Your husband dies of AIDS. You probably are infected, too. Alone, you will need to provide for your four children, but work isn’t available. You already live in poverty, and now you’ve been stripped of all property, including your tiny home made of sheet metal, plywood and other refuse.
This is a reality for many indigent African women due to discriminatory widow inheritance laws—something many NGOs, including the Federation of Women Lawyers (FIDA), are trying to change. The passion and people to help are available, but money to fund research and disseminate information is hard to come by.
Enter international studies PhD candidate Joseph Gitari, BA mass communications ’79, MA international studies ’81.
As a Ford Foundation program officer for human rights and social justice, Gitari provides essential funding for organizations like FIDA. Pulling from the $12-million portfolio that he manages, Gitari annually funds more than 30 projects that fight for human rights. In 1998, Gitari provided start-up funding for the Uganda Law Development Center Legal Aid Clinic in Kampala, Uganda —a project initiated by Bob Golten, director of DU’s Human Rights Advocacy Center.
“We see if the project fits with our vision and mission and then work with these groups to help them obtain their objectives,” Gitari says.
“The most rewarding part of my job is giving an organization the resources to effect change,” he adds. “I am able to not only help with money but also with ideas, connections and so on.”
Gitari says his development career was fostered at DU when he worked for University Advancement. There, he sought funding for DU programs by researching potential donors and philanthropies. “And, my education in international studies directly relates to my work now,” he says, citing international studies Prof. Emeritus George Shepherd and law Prof. Ved Nanda (also vice provost of internationalization) as great influences.

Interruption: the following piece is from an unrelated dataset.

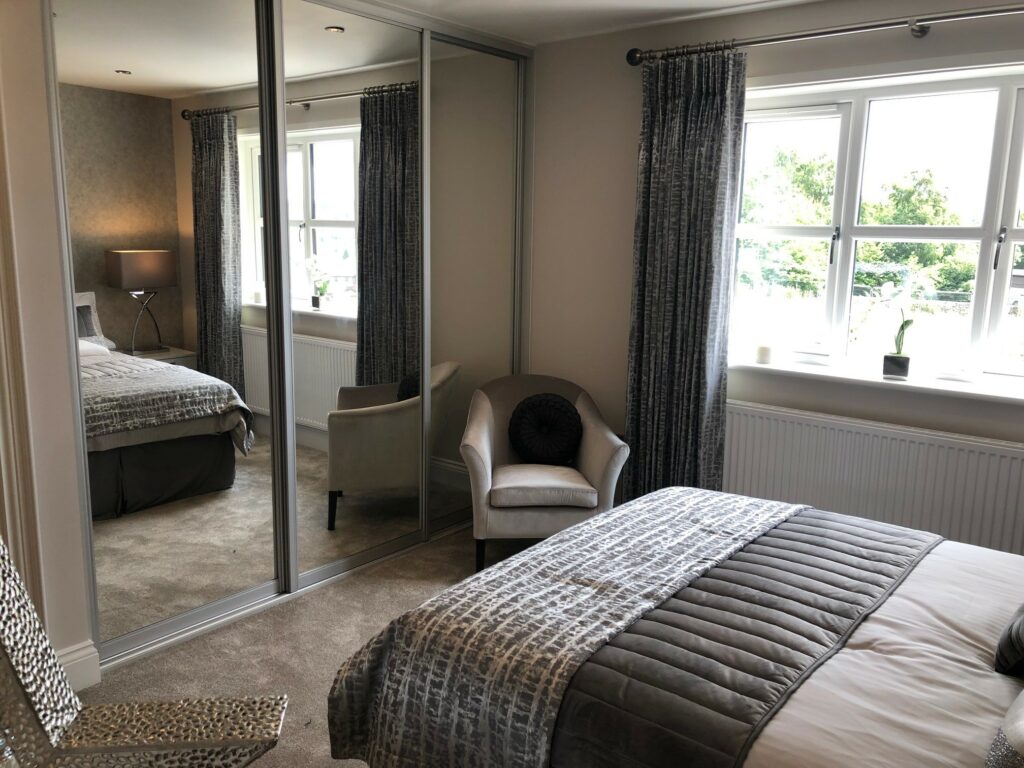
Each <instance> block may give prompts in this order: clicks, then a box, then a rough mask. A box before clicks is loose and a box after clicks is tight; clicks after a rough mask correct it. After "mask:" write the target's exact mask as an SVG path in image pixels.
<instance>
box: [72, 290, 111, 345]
mask: <svg viewBox="0 0 1024 768" xmlns="http://www.w3.org/2000/svg"><path fill="white" fill-rule="evenodd" d="M75 328H76V330H77V332H78V338H79V339H83V340H85V341H91V342H92V343H93V344H99V345H100V346H104V347H106V348H108V349H114V348H115V347H117V344H115V343H114V342H113V341H111V340H110V339H108V338H106V337H105V336H103V329H102V327H101V326H100V325H99V312H97V311H96V294H95V293H93V292H92V291H86V292H83V293H76V294H75Z"/></svg>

After graduation, Gitari worked in London for Amnesty International as head of its Africa Development Program. In 1996, he returned to Kenya—his native country—to work for the Ford Foundation. In late 2003, Gitari relocated to West Africa and now works at the Ford Foundation’s office in Nigeria. He serves as a program officer for human rights and security, funding institutions that are concerned with judicial reform, transparent governance, human security and regional conflicts.
Gitari and his wife, Abi (Alatise), BA mass communication and political science ’85, have three children. Until the recent move to Nigeria, Abi worked as executive director of the Refugee Consortium of Kenya—the only non-governmental refugee advocacy center in the nation. Abi, who met Joseph at DU, still is on the center’s board and is looking for similar opportunities in Nigeria.